Consta-me que a babosa tem muitas aplicações junto ao público feminino: trata queda de cabelos, hidrata as madeixas de nossas beldades, elimina aquela incômoda farinha chamada caspa, remove maquiagem, combate a flacidez da pele de nossas balzaquianas e limpa as dobrinhas (vulgo rugas) de nossas senhorinhas.
Andei fazendo um composto a base de casca de banana, farinha de osso, carvão triturado, cinza tirada da churrasqueira e a poderosíssima babosa. Tive o cuidado de colocar antes a casca de banana com a babosa no liquidificador e depois acrescentar esse caldo aos demais componentes. Despejei a bruxaria nuns vasos e carreguei no pé de pitanga. Faz isso há uns dois meses. A pitangueira, mesmo estando plantada em um vaso, está uma boniteza, carregadinha, carregadinha. Mais uma semana e lá vou estar eu saboreando o acre doce dessas frutinhas abençoadas. Por isso tenho muito cuidado com minhas Aloes vera. Recebem regas regulares e estão plantadas num lugar muito especial de meu jardim. Parece-me aquele cantinho tem alguma magia. Uma força inexplicável que emerge daquele pedacinho de chão, adere às minhas babosas e essas quando requisitadas dão robustez e viço às minhas plantas.
Ali onde meus pés de babosa exibem toda essa pujança, descansa a uns quarenta centímetros, chão abaixo, Chimbica, uma criaturinha da melhor qualidade. Dia 6, desse mês de outubro da graça do Senhor, fez um ano que a bichinha recebeu o chamado de São Francisco de Assis e foi, tendo o santo como anfitrião, falar com Deus. Se é a minha Chimbica, está de prosa com o Criador. Sim, de conversa mesmo, pois essa danadinha se fazia entender por aqui.
Sabia pedir carinho e comida (gulosa que só). Dormia aos pés de minha cama, fingia estar em sono profundo, mas sabia identificar o som que denunciava de que alguém estava abrindo a geladeira. Pulava toda serelepe e ia reclamar o naco de alguma coisa. Gostava de frutas e de pitanga nem se fala.
Estando eu em casa, gostava de ficar perto de mim. Aqui de onde escrevo, era seu lugar preferido. Quantos dos meus textos produzi com sua cabecinha sobre meus pés. Reclamava se seu me levantasse.
Duas coisas, ou se preferirem, duas atividades, tinham sua preferência: passear de carro e ver o mar. No carro gostava de ficar entre a nuca de quem tivesse ao volante e o banco. Ficava ali toda cheia de pose sem se importar com desconforto do ou da motorista. Mas fazíamos esse gosto dela.

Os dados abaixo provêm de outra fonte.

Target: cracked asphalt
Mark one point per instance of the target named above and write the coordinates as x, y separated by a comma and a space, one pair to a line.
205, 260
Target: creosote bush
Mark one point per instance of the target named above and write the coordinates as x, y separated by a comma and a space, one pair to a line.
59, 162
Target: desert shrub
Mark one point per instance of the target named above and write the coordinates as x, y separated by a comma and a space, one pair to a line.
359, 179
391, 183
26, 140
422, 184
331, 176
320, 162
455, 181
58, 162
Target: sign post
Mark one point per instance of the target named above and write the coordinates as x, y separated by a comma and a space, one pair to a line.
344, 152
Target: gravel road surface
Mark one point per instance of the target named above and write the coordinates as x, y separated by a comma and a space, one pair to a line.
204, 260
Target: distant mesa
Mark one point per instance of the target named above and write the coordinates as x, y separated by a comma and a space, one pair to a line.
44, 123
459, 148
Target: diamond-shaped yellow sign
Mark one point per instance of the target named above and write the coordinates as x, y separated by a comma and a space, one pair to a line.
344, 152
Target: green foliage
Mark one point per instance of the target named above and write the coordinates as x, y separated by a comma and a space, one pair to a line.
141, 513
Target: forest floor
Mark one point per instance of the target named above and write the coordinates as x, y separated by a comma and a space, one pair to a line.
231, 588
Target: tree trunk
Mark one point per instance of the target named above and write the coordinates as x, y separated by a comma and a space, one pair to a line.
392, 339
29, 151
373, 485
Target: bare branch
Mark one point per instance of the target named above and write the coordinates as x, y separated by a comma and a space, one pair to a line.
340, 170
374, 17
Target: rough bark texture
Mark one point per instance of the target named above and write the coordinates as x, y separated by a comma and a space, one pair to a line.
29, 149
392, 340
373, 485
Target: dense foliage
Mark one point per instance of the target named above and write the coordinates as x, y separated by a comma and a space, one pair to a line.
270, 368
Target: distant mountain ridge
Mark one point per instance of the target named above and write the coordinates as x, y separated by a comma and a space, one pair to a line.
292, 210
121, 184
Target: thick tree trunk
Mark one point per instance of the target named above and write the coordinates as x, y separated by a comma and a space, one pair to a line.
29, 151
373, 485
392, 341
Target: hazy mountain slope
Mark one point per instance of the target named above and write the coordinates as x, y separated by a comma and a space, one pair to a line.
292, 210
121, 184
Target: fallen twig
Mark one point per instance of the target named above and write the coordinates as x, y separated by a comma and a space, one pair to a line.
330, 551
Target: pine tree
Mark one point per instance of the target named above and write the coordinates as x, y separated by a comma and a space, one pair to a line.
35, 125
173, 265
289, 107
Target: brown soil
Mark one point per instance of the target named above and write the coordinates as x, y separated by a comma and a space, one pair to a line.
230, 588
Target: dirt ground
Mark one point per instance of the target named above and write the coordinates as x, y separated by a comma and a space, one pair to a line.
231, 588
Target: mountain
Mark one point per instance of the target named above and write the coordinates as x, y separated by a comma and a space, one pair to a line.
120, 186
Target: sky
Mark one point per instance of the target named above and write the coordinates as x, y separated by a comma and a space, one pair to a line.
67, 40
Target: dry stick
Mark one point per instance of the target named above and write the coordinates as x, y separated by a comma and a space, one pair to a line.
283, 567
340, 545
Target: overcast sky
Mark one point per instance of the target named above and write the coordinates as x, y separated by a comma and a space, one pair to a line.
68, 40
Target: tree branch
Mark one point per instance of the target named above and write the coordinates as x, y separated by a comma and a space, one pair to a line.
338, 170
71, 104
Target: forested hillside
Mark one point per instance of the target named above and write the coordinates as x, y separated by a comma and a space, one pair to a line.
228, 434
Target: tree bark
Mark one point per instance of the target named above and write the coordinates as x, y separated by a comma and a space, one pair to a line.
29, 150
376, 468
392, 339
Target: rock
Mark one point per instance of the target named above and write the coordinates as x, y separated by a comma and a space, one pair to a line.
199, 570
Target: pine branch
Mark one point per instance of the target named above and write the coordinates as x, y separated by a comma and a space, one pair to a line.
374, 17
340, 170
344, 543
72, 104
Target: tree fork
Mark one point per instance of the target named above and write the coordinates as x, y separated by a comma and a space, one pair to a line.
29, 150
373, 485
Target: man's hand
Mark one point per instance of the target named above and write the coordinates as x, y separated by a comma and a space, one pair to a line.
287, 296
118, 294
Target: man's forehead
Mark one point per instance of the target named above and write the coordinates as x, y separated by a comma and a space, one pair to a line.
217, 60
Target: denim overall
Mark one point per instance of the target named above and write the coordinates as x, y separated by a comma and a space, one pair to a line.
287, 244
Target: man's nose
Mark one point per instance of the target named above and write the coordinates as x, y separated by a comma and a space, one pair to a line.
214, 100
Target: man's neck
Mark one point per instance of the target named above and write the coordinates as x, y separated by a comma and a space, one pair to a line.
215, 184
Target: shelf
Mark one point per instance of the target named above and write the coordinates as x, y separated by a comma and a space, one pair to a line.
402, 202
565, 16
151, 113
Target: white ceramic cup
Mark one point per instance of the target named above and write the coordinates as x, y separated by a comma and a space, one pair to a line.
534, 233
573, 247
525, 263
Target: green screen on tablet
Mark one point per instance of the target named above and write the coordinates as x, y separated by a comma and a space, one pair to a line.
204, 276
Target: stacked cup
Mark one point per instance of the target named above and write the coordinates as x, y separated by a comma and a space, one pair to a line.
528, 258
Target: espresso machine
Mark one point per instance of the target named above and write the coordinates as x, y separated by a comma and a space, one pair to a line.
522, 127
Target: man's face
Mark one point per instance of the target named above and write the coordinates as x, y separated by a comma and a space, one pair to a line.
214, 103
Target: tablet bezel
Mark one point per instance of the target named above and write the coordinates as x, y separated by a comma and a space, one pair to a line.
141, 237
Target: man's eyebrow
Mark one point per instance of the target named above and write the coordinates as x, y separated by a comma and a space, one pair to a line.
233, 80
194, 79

Já praia, era com ela mesma. Eram seus momentos de êxtase quando podia enfiar seu focinho onde as ondas perdiam suas forças e iam se desfazendo. Nesses momentos a linguagem corporal agitando a calda marrom com a pontinha branca,denunciava sua alacridade quando recebia aqueles bafejos quentes que sempre chegam de sudeste.
Chimbica era uma beagle, filha de Molie que havia cruzado com um cão de um jovem que hoje é deputado federal. Isso permite-me dizer que tinha sangue azul, pelo lado paterno e algumas raspas de burguesia pelo lado da mãe. Daí quem sabe a origem de sua altivez. Era muito cheia de pose nossa Chimbica.
Mas de uns anos para cá sua saúde foi declinando. Duas cirurgias e depois da segunda se constatou que o câncer era mais forte que ela. Dura a convivência nos últimos dois meses. Era uma espera dolorosa quando o calendário denunciava um dia menos, menos um, menos outro e a vida de Chimbica ia se encurtando. Mesmo assim à tardinha gostava de sair à rua para ver seus dois parceirinhos, Lucas e Matheus, vizinhos aqui de casa.
Numa dessas tardes, os garotinhos haviam saído com os pais, ela foi até o portão deles, latiu um pouquinho e ao entender inúteis seus chamamentos, retornou, Aquilo nos comoveu e resolvemos dar a volta de carro que ela tanto gostava. Fomos. Ela no colo de minha filha e assim que viu o mar pendeu a cabecinha e nos deixou. Embrulhamos seu corpinho e colocamos numa caixa de presentes, a mais bonita que tínhamos em casa. Escolhemos um cantinho do jardim para que ela dormisse seu último e definitivo sono.
Meu pé de pitanga está carregado, é minha danadinha, por sua vez enchendo energia meu pé de babosa. Dali sai a gororoba que reforço o vaso de minha pitangueira. A safra vai ser boa, vai faltar Chimbica ali comigo. Mas sabem de uma coisa? Algo me diz que ela estará por ali. É isso aí minha garotinha. Obrigado por ter existido.